What it means
آجر (âjor) means brick, specifically the rectangular fired clay block used in construction. Persian borrowed this word from Arabic آجُرّ (ājurr), which itself came through Classical Syriac ܐܲܓܘܼܪܵܐ from Akkadian agurru, meaning fired brick. Unlike raw mud brick, called خشت (khesht), آجر refers to kiln-fired brick that is hardened and durable. This distinction matters in Persian because both materials were used extensively in different types of buildings throughout Iranian history.
How to use it
- دیوار رو با آجر چیدن. (divâr ro bâ âjor chidan.) “They built the wall with bricks.”
- این خونه آجریه. (in khune âjoriye.) “This house is built of brick.”
- آجرا رو روی هم گذاشت. (âjorâ ro ru-ye ham gozâsht.) “He stacked the bricks on top of each other.”
- رنگ آجرای قدیمی خیلی قشنگه. (rang-e âjorâ-ye ghadimi kheyli ghashange.) “The color of old bricks is very beautiful.”
Cultural note
Iran has one of the oldest brick-making traditions in the world.

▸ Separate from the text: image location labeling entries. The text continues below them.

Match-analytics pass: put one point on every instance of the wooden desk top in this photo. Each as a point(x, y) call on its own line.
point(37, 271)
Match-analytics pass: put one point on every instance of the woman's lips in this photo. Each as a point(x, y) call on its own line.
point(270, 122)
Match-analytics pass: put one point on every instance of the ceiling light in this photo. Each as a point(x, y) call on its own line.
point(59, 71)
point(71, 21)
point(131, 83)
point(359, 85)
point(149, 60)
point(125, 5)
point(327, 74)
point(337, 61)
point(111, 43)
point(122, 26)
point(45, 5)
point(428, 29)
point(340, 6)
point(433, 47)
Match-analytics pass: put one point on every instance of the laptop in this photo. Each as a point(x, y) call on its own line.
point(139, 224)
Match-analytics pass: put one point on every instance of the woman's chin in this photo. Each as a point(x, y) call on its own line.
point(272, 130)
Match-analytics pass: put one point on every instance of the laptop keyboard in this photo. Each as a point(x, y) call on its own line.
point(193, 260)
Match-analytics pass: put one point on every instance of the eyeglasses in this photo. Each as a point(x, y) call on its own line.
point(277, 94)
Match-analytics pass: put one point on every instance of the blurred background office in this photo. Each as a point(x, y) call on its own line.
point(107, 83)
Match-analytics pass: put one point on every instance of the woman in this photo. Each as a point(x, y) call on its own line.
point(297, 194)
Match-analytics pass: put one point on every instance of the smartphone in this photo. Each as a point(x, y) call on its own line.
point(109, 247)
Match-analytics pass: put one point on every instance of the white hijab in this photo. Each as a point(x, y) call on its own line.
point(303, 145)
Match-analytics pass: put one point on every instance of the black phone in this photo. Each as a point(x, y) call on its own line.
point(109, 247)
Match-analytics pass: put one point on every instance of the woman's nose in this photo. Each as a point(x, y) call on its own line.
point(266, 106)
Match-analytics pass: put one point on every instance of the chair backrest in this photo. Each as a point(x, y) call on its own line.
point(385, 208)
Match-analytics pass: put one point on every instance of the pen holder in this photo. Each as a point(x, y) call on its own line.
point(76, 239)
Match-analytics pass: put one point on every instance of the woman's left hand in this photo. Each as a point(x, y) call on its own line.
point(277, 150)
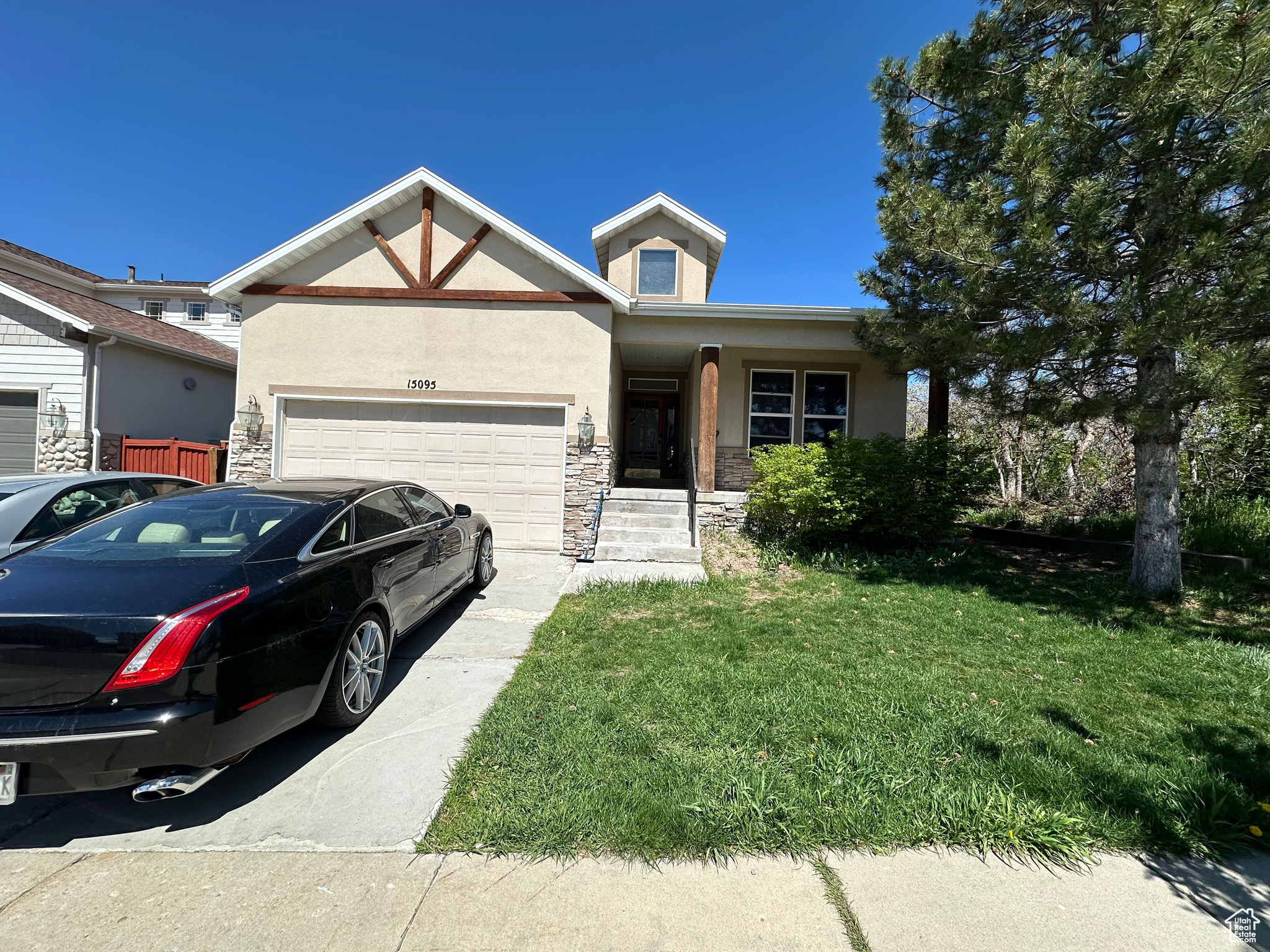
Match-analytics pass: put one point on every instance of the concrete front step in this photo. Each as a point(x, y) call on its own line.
point(643, 521)
point(649, 507)
point(636, 552)
point(644, 536)
point(665, 495)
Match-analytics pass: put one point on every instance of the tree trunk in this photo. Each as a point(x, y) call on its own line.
point(938, 405)
point(1157, 555)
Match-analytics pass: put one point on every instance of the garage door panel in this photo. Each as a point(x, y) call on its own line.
point(406, 442)
point(371, 441)
point(502, 461)
point(545, 475)
point(406, 470)
point(511, 446)
point(337, 439)
point(475, 443)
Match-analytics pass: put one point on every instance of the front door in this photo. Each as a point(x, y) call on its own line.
point(652, 437)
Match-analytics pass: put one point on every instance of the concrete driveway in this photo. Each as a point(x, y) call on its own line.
point(370, 788)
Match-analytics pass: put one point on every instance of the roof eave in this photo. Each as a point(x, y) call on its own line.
point(230, 286)
point(58, 314)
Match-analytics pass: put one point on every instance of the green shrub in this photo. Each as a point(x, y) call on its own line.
point(1220, 526)
point(1228, 527)
point(881, 491)
point(790, 493)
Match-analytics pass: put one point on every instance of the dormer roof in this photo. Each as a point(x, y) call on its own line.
point(713, 235)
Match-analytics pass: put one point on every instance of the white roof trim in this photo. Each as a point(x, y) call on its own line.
point(651, 206)
point(46, 309)
point(784, 312)
point(713, 235)
point(150, 288)
point(58, 314)
point(42, 268)
point(398, 193)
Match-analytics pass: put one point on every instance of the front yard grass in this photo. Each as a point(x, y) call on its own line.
point(1002, 701)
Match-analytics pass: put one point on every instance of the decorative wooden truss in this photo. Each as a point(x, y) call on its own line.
point(427, 286)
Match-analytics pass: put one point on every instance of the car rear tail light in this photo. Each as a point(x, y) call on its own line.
point(167, 648)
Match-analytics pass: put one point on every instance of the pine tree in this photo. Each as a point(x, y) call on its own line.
point(1076, 198)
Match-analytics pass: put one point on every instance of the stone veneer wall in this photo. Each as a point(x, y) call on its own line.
point(721, 511)
point(251, 460)
point(585, 475)
point(64, 452)
point(734, 471)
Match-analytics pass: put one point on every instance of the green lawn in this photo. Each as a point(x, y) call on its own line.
point(1002, 701)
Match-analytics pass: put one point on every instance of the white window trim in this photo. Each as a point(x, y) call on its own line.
point(639, 263)
point(750, 403)
point(846, 399)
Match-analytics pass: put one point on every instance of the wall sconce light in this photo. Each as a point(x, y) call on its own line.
point(586, 433)
point(251, 418)
point(55, 418)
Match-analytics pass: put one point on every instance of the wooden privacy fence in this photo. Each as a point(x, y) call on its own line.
point(174, 457)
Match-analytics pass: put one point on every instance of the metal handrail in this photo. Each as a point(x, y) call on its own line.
point(693, 493)
point(590, 552)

The Ziggurat of Choghazanbil, built around 1250 BCE in what is now Khuzestan, used millions of sun-dried and fired bricks, many still stamped with the name of the king who ordered them. In the Islamic period, Persian craftsmen elevated plain brick into a decorative art, using geometric brickwork patterns on minarets and domes that became a hallmark of Iranian architecture from the Seljuk era onward.